Re: [PATCH 1/9] crypto,fs: Separate out hkdf_extract() and hkdf_expand()

[Eric Biggers <ebiggers@kernel.org>]

On Tue, Aug 13, 2024 at 01:15:04PM +0200, Hannes Reinecke wrote:
> Separate out the HKDF functions into a separate module to
> to make them available to other callers.
> And add a testsuite to the module with test vectors
> from RFC 5869 to ensure the integrity of the algorithm.

integrity => correctness

> diff --git a/crypto/hkdf.c b/crypto/hkdf.c
> new file mode 100644
> index 000000000000..67d55fc3e180
> --- /dev/null
> +++ b/crypto/hkdf.c
[...]
> +/**
> + * hkdf_extract - HKDF-Extract (RFC 5869 section 2.2)
> + * @hmac_tfm: hash context

Should document hmac_tfm properly.  Maybe something like:

@hmac_tfm: an HMAC transform using the hash function desired for HKDF.  The
           caller is responsible for setting the @prk afterwards.

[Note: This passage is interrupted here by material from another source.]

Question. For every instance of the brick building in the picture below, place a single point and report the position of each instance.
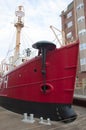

> + * @ikm: input keying material
> + * @ikmlen: length of @ikm
> + * @salt: input salt value
> + * @saltlen: length of @salt
> + * @prk: resulting pseudorandom key
> + *
> + * Extracts a pseudorandom key @prk from the input keying material
> + * @ikm with length @ikmlen and salt @salt with length @saltlen.
> + * The length of @prk is given by the digest size of @hmac_tfm.
> + * For an 'unsalted' version of HKDF-Extract @salt should be set
> + * to all zeroes and @saltlen should be set to the length of @prk.

should => must (both times above)

> + * otherwise a negative error.

negative errno value (not just any negative error)

> +/*
> + * hkdf_expand - HKDF-Expand (RFC 5869 section 2.3)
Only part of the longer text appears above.